Family Office

"Fake" Family Offices To Be Squeezed Out With New Benchmark

Tom Burroughes Group Editor London 5 December 2024

The programme to set definitions of what a family office is has been launched by a members' club group for the sector. Its founder and CEO said there has been an "epidemic of false representation in the family office space." A challenge is that data on the total number of such entities, which can be structured in different ways, varies widely.

A private members club for family offices and investors has launched a vetting programme to squeeze out “fake” family offices from the sector at a time when it has grown rapidly worldwide.

AYU has launched the AYU Approved Family Office (AFO) Programme, it said in a statement yesterday. 

The initiative “addresses a growing issue of misrepresentation, ensuring that only verified family offices gain access to AYU’s network while providing them with a certified badge to demonstrate they are a genuine family office to the broader industry,” AYU said.

The AYU organisation was founded (2017) by its CEO Gus Morison (pictured); it brings together hedge funds, family offices, and alternative investment professionals through a digital platform and curated networking events. On his LinkedIn page, Morison vented his frustration about organisations which call themselves family offices when they’re not.

“There’s an epidemic of false representation in the family office space. All genuine family offices know about this elephant in the room, so many funds and founders too," he wrote. "Too many people call themselves a family office when they are not, hiding behind `privacy’ to obfuscate their actual role and intentions so they can get in the room or round the table with genuine wealth holders." 

Exact figures on the number of family offices operating worldwide vary considerably, with as many as 10,000 according to some definitions, while some observers suggest the number is somewhat less.

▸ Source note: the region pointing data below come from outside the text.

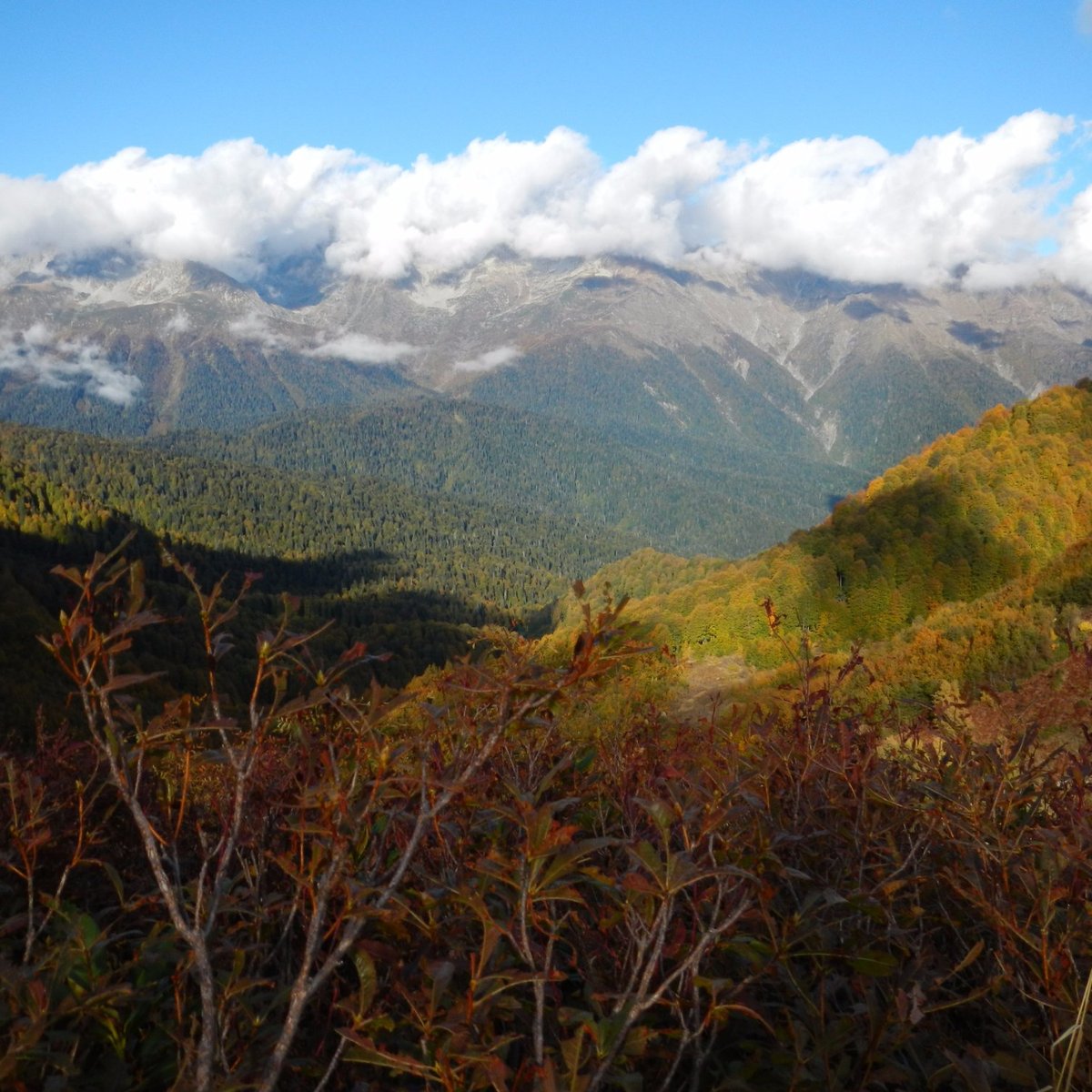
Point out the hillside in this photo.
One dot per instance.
(410, 571)
(683, 497)
(951, 565)
(704, 410)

Meanwhile, according to Deloitte, there are an estimated 8,030 single-family offices in the world today, up from roughly 6,130 in 2019. This number is projected to grow to more than 10,720 by 2030, a remarkable 75 per cent increase. 

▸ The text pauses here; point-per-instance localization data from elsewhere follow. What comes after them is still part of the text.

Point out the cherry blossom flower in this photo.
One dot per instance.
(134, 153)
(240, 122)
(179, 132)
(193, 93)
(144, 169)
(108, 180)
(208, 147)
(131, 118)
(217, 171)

The sector is hot: the number of family offices has surged in places such as Singapore, and jurisdictions such as the United Arab Emirates have been pushing their credentials as hubs. In Singapore, however, the trend has encouraged local regulators to tighten controls.

Fakes and the real deal
AYU said it has recognised the need to address the rise of “fake family offices” seeking to exploit exclusive access to high value investors and events. 

“This programme will raise the bar across the industry and help create a benchmark of transparency and integrity in wealth management,” Morison said in the AYU statement. The initiative will give certified family offices the ability to display an official stamp of verification, helping them to stand out. 

The test
To ensure only “credible” family offices join the AYU network, the group said eligible organisations must manage wealth on behalf of one or more ultra-high net worth individuals or families, with assets under management of above $50 million. They must also define their structure whether as a single-family office, a multi-family entity, or a family office offering external services, and demonstrate a commitment to ethical use of AYU’s platform.

AYU said there is no cost or obligation in seeking or gaining AFO status. In time, AYU will offer open access to a search function allowing anyone in the world to check if an individual is an approved AYU approved family office.

(Morison has, since 2013, been running the Hedgebrunch, an alternative investment network in the UK and abroad.)

(Editor’s comment: To qualify as a “family office,” the entity must not simply manage money for a family, but there ought to be an actual “office” structure that handles payments and receipts, a constitution or some framework holding a family together and some locus of decision-making. As such, some of the most important aspects of FOs are to do with governance, bill payment, trust and estate planning, etc. It is important for definitions to be kept tight, particularly as this sector is proliferating; inevitably, growth could cause dilution of the concept unless the line is held. I can recall when, 25 years ago, every investment firm seemed to be called a “hedge fund.” Definitions matter – particularly when regulators are watching and looking for new supposed dragons to slay.)